言われっぱなしの尾花は強気な姿勢(キムタク流のオラオラ感)を崩さずにつっぱらかっていますから、「オイオイ、お前は本当に悪役じゃないのか?」って心配させる演出でした。しかし絶妙な塩梅で白キムタクを見せてくれるので、「本当は何か事情があったんだろ」って安心させてくれます。
第1話でアレルギー混入の事故は尾花が直接関与してないことは表現されていますが、尾花自身が潔白を証明する努力をしないので方々からグランメゾンを潰す圧力(陰謀)を受けます。コレが一つ目のストーリーの軸ですが、もう一つの軸は倫子が三つ星を取るといストーリーです。
尾花がことあるごとに「三つ星を取らなきゃダメなんだよ」とか「それで三つ星が取れるのかよ?」っていうから、尾花が三つ星を取るために倫子の資産(土地や店の権利)を利用してる感じになってますます尾花がイヤなヤツになっていきます。
倫子の資金と京野が引っ張ってきた融資話でやりくりするグランメゾン東京と豊富な資金のi一流レストランの guku 。
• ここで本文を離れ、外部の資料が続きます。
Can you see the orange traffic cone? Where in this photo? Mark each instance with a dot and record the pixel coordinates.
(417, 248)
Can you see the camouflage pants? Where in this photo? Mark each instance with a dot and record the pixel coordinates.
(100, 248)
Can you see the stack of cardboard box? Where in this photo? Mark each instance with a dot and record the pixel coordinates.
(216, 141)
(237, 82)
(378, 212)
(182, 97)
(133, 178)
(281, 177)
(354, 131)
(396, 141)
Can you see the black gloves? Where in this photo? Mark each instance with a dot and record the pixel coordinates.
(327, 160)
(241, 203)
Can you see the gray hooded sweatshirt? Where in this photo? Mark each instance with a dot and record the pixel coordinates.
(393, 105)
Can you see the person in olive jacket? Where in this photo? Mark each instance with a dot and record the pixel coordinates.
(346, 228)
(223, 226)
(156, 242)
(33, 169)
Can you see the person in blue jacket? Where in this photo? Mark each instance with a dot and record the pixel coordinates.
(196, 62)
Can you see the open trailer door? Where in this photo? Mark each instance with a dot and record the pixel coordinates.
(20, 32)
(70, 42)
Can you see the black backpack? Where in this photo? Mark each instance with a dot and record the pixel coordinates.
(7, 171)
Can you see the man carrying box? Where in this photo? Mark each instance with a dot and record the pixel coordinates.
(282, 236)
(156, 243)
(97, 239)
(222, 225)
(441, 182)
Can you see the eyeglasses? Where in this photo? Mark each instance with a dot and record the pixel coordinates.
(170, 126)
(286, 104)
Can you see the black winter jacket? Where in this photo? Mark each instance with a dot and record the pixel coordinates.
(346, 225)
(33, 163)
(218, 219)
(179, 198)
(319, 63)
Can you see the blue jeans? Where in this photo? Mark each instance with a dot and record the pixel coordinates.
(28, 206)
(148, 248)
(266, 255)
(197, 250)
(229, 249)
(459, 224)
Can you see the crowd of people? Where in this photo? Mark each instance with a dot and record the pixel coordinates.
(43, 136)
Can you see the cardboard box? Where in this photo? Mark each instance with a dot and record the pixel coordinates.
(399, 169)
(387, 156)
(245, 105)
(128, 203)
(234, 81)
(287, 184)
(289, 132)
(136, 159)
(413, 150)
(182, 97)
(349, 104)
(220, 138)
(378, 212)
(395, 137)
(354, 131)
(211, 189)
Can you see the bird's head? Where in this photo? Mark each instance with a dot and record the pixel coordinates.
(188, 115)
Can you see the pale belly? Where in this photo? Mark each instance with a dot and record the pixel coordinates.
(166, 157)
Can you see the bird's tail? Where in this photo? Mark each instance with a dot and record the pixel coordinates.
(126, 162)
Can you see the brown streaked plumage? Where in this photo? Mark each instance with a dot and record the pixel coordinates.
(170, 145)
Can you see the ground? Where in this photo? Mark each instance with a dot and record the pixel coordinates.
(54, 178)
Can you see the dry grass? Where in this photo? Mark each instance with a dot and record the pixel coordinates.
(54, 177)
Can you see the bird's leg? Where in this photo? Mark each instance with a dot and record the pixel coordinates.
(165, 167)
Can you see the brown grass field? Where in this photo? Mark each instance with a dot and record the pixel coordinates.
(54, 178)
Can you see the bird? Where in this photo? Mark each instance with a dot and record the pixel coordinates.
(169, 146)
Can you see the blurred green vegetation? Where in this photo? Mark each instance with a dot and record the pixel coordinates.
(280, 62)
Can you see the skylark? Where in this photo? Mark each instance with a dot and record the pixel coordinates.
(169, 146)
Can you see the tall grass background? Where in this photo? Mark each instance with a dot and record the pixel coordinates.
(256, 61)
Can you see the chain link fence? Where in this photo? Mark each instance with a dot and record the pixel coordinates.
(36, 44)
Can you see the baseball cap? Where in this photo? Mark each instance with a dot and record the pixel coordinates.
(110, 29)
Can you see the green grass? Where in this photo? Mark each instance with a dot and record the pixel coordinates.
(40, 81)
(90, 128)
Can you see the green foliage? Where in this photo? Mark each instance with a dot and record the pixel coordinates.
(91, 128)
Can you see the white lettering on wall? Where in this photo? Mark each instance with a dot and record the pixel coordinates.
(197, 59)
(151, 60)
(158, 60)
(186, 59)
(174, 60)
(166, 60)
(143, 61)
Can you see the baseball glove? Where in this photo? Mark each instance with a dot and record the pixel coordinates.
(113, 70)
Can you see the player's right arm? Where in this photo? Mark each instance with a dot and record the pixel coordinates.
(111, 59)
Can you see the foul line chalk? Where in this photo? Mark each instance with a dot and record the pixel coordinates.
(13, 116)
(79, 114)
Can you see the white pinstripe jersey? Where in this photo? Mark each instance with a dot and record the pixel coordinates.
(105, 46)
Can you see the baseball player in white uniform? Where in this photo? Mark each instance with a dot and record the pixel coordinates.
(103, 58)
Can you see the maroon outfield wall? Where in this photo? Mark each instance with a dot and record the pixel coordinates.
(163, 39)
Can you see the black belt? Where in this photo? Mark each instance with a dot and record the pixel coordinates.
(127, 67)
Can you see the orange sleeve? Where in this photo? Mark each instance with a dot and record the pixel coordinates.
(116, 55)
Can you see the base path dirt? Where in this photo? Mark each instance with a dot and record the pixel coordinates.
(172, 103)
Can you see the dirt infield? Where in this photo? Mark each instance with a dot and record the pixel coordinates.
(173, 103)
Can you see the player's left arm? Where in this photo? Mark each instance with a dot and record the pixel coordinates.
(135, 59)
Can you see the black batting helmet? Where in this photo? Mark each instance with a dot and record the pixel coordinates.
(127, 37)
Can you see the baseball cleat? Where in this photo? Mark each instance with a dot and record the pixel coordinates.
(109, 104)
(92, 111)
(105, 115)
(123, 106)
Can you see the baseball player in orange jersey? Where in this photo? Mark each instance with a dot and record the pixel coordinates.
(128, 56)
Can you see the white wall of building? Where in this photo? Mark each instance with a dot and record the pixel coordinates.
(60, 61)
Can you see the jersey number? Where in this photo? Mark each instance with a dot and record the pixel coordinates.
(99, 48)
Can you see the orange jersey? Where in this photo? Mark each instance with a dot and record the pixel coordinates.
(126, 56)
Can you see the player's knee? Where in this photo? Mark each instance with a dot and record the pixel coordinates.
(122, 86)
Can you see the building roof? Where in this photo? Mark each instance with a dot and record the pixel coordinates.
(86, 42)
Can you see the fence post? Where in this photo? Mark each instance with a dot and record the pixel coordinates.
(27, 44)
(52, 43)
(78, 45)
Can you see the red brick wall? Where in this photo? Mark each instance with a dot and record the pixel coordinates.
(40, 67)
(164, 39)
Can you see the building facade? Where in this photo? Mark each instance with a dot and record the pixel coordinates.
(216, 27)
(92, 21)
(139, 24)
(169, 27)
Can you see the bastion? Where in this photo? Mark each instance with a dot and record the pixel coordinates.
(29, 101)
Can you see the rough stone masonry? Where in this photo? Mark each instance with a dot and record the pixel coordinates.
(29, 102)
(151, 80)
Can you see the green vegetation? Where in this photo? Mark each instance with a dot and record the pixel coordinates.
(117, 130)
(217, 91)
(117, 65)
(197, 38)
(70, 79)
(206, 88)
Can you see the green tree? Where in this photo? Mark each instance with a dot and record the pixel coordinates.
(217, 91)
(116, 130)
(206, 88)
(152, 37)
どっちが三つ星になるのかというレースが最終回へ向けてのメインエピソードになっています。guku のオーナーで飲食店のプロヂュースをしている江藤のエセ関西弁が視聴者をイライラに導き、ナゾの美女リンダも敵か味方か?って思っていたら思いっきり敵だったり・・・
二つ目のストーリーの『どっちの店が三つ星を掴むのか?』は最近流行りの企業サクセスストーリーっぽい展開です。グランメゾンの尾花が勝つのか? guku の丹後(パリ修行中の同期)が勝つのか? それ以上にやられっぱなしの尾花が妨害工作を仕掛けた敵をどう倒すのか・・・?

 自分はこのドラマが主人公がライバルを土下座させるストーリーだったり、フランス時代の尾花を貶めようとした真犯人が誰なのかっていうストーリーだったら観るのを辞めようと思っていました。同じTBSの大ヒットドラマの「半沢直樹」のような倍返しとか土下座とかのような痛快なストーリーって苦手なんですよね。ギスギスしたストーリーって面白いと思えないし、仕返しとか逆転とか小学生かよって感じです。
「悪役が最後は倒されていい気味だ」っていうのは現代のネットリンチに通じる気味悪さです。悪人を制裁したくてウズウズしてる人たちが悪人は罰を受けなきゃ気が済まない人が増加しています。
このご時世だとコロナウイルスの何たらで「アノ政治家の発言が」とか「感染者のくせに」とかを観んなで怒るという風潮がヘンだと思わない人が過半数を超えたような印象です。「悪い人は裁かれるべき」というのは正論なんでしょうが、制裁を好きな人はみんな正論が大好きです。
以前にブームだったアオリ運転や高齢者の死亡事故で日本中の正義が湧き上がりました。SNSもテレビのワイドショーも「許すまじ」という勢いがヒステリックなほどでした。悪い人を許すまじは正論であり正義なんでしょう。しかしヒステリックになってしまうと正論から離れていっちゃうような気がします。
ドラマなどでも視聴者がヒステリックになれるイベントを置くことによってSNSでの拡散(炎上)を狙ったと思われる演出が増えているようです。ようはアオリ運転のようなキャラを登場させたり、性格破綻者(用語がムスカシイ)や社会適応上アウトなキャラを好んで登場させます。
それらのキャラは正論で論破できるからヒステリックな視聴者には大歓迎のようですが、シナリオが陰湿で殺伐としてしまうので「楽しいかそれ?」っていつも思います。犯人が最後まで明かされない系のミステリーは、最後まで全員が悪い人かもしれないというのはイヤな人だらけですよね。
それと「最終回で全てのナゾが明かされる」ストーリーと「最終回で予想外のクライマックス」というストーリーは意味が違います。前回の記事で書いた「ちゃぶ台返し」は論外ですが「ナゾが明かされる」はなぞなぞの答え合わせです。「予想外の・・・」というのは観てる人が思ってることと違う終わり方のことです。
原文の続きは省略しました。